ACR Policy on Medical Staff Privileges, Exclusive Contracts, and Economic Credentialling


 

Medical Staff Privileges

The American College of Radiology believes that radiologists with hospital medical staff appointments and clinical privileges have the same rights as any other members of the hospital's medical staff. Clinical privileges comprise the right of medical staff members to provide specific patient care services in a manner consistent with licensure, education, and expertise. These rights include not only the right to provide the delineated services to patients but also the right of access to hospital resources, including equipment, facilities, and personnel necessary to exercise those privileges effectively. Any physician who has gone through the credentialing process and obtained medical staff privileges is entitled to full procedural due process before those privileges are curtailed, as provided by the fair hearing plan in the medical staff bylaws.

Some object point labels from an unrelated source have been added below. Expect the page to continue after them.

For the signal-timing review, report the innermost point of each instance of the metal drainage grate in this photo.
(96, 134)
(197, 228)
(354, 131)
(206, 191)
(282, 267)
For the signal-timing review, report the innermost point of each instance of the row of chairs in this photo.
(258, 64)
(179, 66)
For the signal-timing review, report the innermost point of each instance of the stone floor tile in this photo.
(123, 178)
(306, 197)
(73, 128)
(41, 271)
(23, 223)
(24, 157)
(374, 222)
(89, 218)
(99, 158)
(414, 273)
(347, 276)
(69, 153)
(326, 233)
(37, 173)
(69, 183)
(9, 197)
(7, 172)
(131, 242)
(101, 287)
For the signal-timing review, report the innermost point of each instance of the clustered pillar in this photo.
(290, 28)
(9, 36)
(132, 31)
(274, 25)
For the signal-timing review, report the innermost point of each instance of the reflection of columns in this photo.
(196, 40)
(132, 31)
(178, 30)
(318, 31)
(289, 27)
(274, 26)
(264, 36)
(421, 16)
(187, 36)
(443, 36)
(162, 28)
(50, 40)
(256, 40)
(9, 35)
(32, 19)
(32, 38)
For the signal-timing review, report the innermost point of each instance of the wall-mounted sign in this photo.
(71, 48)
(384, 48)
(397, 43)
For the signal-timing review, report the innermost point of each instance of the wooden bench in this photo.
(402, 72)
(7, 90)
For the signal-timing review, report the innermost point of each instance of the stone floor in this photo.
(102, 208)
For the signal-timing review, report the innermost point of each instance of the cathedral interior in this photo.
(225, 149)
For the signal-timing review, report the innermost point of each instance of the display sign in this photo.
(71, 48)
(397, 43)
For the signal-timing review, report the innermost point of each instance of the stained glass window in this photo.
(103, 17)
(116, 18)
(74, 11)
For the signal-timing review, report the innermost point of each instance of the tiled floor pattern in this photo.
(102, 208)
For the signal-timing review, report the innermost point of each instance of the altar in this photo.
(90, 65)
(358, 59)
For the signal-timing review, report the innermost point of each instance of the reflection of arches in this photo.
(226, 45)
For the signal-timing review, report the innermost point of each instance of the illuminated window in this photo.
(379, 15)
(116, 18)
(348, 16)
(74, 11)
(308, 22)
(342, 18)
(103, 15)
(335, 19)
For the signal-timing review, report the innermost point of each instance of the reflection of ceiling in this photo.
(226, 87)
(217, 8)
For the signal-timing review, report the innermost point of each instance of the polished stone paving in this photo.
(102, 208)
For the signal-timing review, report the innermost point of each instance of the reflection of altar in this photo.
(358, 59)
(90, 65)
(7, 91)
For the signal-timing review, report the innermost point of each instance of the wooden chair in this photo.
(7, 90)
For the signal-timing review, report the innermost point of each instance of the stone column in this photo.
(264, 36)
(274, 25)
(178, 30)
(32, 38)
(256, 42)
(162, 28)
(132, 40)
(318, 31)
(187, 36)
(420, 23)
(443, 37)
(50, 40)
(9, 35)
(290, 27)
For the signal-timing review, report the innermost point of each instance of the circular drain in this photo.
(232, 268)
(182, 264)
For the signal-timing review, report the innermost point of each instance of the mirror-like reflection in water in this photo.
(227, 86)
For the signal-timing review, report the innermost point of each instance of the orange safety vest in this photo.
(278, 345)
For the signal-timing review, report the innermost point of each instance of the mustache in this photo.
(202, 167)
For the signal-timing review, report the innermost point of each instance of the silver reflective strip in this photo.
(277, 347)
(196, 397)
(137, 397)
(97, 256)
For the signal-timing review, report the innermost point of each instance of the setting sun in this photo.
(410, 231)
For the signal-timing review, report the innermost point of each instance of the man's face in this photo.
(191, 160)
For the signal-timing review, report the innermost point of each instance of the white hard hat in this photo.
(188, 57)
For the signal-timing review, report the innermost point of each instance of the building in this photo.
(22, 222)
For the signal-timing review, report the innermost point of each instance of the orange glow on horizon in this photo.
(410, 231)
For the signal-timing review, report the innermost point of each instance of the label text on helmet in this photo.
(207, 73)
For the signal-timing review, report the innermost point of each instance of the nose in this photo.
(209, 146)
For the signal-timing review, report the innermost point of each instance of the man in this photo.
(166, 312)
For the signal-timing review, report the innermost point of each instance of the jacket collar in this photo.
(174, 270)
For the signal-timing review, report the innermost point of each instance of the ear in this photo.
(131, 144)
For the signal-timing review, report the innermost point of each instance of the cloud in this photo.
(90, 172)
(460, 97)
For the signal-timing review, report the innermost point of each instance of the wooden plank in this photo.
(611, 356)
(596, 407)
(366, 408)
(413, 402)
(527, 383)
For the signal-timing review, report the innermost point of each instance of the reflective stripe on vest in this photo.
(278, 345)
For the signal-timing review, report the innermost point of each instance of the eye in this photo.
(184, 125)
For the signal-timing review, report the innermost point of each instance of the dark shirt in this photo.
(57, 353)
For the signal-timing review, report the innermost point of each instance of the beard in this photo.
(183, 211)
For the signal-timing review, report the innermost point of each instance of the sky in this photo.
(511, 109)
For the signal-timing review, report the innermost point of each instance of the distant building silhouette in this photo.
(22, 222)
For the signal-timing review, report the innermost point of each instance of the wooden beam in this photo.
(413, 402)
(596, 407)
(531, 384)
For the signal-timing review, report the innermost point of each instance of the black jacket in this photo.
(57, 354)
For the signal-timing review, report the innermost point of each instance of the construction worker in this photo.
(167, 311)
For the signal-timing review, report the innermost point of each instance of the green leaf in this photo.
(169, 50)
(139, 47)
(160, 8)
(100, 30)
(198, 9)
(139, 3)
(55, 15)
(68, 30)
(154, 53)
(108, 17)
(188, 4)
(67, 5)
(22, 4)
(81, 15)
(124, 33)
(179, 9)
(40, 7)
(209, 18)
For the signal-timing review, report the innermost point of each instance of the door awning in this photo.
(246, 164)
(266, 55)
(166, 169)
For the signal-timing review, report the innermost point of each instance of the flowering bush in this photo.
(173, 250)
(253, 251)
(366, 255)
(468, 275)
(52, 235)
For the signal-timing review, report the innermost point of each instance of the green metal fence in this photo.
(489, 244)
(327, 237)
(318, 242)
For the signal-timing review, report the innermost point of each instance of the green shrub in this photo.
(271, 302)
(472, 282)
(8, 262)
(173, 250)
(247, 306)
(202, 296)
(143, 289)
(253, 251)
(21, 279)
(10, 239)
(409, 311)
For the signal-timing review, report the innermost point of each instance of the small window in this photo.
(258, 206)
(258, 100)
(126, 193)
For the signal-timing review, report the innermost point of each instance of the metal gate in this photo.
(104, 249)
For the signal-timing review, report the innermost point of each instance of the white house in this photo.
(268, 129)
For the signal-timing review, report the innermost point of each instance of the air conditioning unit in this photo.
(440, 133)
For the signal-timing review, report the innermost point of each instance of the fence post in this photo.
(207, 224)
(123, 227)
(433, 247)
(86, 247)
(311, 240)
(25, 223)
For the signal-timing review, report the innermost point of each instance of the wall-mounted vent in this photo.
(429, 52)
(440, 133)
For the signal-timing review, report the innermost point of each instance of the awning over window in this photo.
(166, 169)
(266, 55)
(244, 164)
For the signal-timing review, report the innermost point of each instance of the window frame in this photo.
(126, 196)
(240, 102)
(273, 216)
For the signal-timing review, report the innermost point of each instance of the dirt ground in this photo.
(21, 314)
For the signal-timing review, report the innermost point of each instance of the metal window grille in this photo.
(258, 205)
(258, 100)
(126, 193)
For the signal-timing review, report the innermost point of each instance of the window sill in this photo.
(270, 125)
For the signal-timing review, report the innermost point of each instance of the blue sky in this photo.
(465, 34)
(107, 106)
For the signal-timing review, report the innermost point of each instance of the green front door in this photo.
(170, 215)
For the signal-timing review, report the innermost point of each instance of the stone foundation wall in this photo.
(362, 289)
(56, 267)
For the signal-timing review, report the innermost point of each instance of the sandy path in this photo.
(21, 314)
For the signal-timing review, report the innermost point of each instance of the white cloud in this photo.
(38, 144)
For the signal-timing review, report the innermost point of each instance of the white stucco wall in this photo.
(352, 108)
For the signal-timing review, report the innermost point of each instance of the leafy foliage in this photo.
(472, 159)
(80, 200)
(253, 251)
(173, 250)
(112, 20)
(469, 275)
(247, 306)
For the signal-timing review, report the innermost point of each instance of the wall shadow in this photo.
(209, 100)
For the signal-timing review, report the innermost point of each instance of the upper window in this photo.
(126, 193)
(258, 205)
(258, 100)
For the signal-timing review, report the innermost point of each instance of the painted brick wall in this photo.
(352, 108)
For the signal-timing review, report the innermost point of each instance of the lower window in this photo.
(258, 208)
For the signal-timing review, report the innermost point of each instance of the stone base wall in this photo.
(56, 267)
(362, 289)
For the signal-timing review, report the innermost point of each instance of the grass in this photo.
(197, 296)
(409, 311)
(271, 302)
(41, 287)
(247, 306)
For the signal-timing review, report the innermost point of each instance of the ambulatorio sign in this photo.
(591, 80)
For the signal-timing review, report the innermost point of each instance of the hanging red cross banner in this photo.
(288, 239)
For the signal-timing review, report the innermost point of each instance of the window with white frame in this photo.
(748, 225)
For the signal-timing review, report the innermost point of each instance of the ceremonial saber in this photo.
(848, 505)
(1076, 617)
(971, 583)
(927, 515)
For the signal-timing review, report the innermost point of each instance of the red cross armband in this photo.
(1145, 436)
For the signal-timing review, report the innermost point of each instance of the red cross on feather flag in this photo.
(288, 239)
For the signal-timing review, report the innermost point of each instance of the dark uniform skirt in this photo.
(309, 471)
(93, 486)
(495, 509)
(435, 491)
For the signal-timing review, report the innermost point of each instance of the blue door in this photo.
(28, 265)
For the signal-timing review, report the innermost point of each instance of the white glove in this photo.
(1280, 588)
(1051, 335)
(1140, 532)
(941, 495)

Hospital governing boards should abridge a physician's privileges only upon recommendation of the medical staff for reasons related to professional competence, adherence to appropriate standards of medical care, health status, or other parameters agreed on by the medical staff.

Exclusive Contracts

The American College of Radiology has traditionally endorsed the independent practice of radiology in an open-staff setting because hospitals have attempted to use radiology services contracts as a way of maintaining control over the radiology department. However, the College recognizes that today the exclusive contract is a widely used method of establishing an administrative relationship between a hospital and an individual radiologist or group of radiologists.

When a professional services contract is proposed between a hospital and an individual physician or group of physicians, the hospital medical staff should review and make recommendations to the hospitals governing body regarding the appropriateness of closing the radiology department and its impact on the quality of care. Such a review by the medical staff should take place before any decision is made to formally execute an exclusive contract in a previously open department or service or to terminate an exclusive contract in a particular department or service. Except in those teaching settings where radiology chairmen are selected through a formal search process, an exclusive contract should be negotiated between a hospital and a radiology group. The selection of the department chairman should be made by the radiology group and not dictated by the hospital as a contract provision.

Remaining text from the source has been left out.